Creates new data export in given data model.

Parameters:

query (Union[DataQuery, PQL]) –

PQL query to export.
export_type (ExportType) –

Export type.
query_environment (Optional[QueryEnvironment], default: None ) –

Query environment KPIs.

Returns:

DataExport –

A DataExport object for newly created data export.

Examples:

Manually run data export and wait for it to finish:

data_export = data_model.create_data_export(query=query, export_type=ExportType.PARQUET)
data_export.wait_for_execution()
chunks = data_export.get_chunks()

for chunk in chunks:
    with open(f"<file_name>.parquet", "wb") as f:
        f.write(chunk.read())

export_data_frame ¶

export_data_frame(query, query_environment=None)

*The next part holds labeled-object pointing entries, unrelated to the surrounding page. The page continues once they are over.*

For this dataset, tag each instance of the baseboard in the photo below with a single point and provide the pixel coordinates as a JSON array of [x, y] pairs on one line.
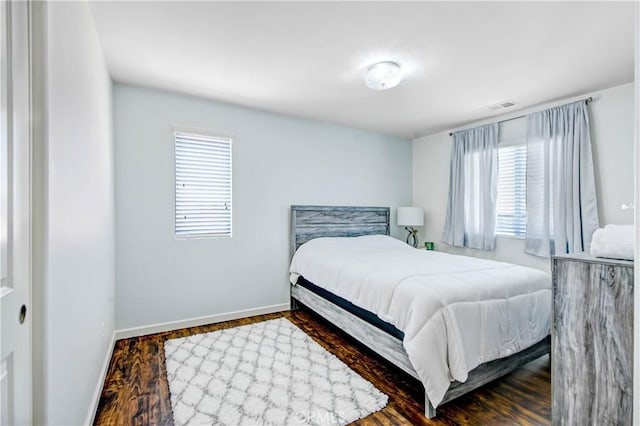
[[95, 400], [194, 322]]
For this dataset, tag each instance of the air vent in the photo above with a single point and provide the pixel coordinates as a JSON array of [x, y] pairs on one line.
[[500, 105]]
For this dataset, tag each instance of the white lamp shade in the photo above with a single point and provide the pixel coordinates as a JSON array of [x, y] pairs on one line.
[[410, 216]]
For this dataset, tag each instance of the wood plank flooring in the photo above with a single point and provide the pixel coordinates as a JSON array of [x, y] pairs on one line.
[[136, 391]]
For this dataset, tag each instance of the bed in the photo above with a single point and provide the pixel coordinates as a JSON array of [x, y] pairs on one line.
[[410, 329]]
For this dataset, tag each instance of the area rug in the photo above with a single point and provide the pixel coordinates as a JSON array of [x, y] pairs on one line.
[[267, 373]]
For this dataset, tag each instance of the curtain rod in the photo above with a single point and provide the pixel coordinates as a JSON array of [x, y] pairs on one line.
[[586, 101]]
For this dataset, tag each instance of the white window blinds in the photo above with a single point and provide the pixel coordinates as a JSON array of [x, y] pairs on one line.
[[511, 208], [203, 185]]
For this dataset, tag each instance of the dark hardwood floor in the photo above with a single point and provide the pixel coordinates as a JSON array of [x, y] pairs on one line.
[[136, 391]]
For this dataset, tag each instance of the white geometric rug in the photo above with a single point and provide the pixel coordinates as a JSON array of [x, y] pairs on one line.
[[268, 373]]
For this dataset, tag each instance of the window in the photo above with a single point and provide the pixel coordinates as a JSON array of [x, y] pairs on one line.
[[511, 208], [203, 186]]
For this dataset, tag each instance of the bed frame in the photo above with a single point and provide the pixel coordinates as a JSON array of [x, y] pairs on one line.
[[308, 222]]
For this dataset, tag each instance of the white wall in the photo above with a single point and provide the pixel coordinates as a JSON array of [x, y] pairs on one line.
[[277, 161], [73, 197], [612, 121]]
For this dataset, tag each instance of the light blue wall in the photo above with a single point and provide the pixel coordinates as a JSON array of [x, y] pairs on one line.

Creates new data export and downloads exported data as data frame.

Warning

The method data_model.export_data_frame has been deprecated and will be removed in future versions. Please use SaolaPy from now on to export PQL queries:

import pycelonis.pql as pql

df = pql.DataFrame.from_pql(query, data_model=data_model)
df.head()

Parameters:

query (Union[DataQuery, PQL]) –

PQL query to export.
query_environment (Optional[QueryEnvironment], default: None ) –

Query environment KPIs.

Returns:

DataFrame –

A data frame containing the exported data.

Examples:

Export data into dataframe:

from pycelonis.pql import PQL, PQLColumn, PQLFilter, OrderByColumn

query = PQL(distinct=False, limit=None, offset=None)
query += PQLColumn(name="_CASE_KEY", query='"ACTIVITIES"."_CASE_KEY"')
query += PQLColumn(name="ACTIVITY_EN", query='"ACTIVITIES"."ACTIVITY_EN"')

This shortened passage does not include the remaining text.